Dequantizing int8 models to fp16
I have loaded an LLM in huggingface with load_in_8bit=True.
I noticed the objects in the state_dict are structured something like
-
model.layers.18.self_attn.k_proj.weight -
model.layers.18.self_attn.k_proj.SCB -
model.layers.18.self_attn.k_proj.weight_format
The SCB and weight_format are present only in the quantized model. I think SCB refers to scale and bias that can help us in recreating the original tensor? weight_format is a string that says “row”. The huggingface integration guide mentions a .CB field in addition to the .SCB field, but I could not find it in the state_dict. Not sure if the codebase has changed since that was written?

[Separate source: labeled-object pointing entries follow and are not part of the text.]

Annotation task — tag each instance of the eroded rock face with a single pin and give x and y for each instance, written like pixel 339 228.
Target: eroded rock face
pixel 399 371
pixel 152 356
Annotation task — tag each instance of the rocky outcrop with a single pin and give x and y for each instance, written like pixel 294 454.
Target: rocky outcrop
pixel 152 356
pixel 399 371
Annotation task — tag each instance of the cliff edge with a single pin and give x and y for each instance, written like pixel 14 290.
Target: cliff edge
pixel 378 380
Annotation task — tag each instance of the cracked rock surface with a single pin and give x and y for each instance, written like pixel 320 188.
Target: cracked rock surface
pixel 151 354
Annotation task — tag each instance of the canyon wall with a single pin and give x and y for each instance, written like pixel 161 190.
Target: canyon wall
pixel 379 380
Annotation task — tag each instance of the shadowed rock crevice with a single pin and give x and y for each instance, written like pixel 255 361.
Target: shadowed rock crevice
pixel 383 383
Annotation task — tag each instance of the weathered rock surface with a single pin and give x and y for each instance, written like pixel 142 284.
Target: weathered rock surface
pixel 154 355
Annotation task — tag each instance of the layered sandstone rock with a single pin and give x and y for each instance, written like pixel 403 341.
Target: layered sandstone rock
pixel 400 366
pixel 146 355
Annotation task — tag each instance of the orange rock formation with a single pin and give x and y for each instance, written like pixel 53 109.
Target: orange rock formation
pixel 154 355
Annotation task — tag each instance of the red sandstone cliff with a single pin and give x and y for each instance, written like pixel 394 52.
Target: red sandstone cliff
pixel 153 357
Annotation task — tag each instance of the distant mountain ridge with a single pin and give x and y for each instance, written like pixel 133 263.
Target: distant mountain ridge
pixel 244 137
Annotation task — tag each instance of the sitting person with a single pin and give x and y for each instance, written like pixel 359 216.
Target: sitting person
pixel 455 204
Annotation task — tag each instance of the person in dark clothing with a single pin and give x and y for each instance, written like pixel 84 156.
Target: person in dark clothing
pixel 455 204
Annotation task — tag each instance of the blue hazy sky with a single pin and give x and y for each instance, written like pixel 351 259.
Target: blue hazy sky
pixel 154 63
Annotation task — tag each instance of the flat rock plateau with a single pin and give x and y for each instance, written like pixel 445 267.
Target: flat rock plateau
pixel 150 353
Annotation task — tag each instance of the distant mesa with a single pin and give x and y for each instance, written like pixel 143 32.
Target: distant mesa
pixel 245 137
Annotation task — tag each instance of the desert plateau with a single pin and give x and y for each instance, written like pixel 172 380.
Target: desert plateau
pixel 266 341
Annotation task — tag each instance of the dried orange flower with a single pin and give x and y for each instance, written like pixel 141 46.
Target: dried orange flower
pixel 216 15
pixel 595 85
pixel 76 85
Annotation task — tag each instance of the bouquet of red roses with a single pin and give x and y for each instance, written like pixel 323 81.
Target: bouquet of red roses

Anyway, I am not sure about the exact method to dequantize the tensor to get back the original, but I tried the following:
(weight_SCB.unsqueeze(1) * weight)/127
This is giving a tensor that is close to the original model (what I get without adding the parameter load_in_8bit=True), but not the same.
I am not sure whether I am following the correct approach for dequantization. Would be great if someone could point me to some code or documentation on how I can recreate the exact original tensor from the weights.
As a follow up question, I know that for some models there are outlier values that are not quantized even though other values in the tensor are quantized. However I could not find this information in the state_dict. How can we find and handle these values during the dequantization process?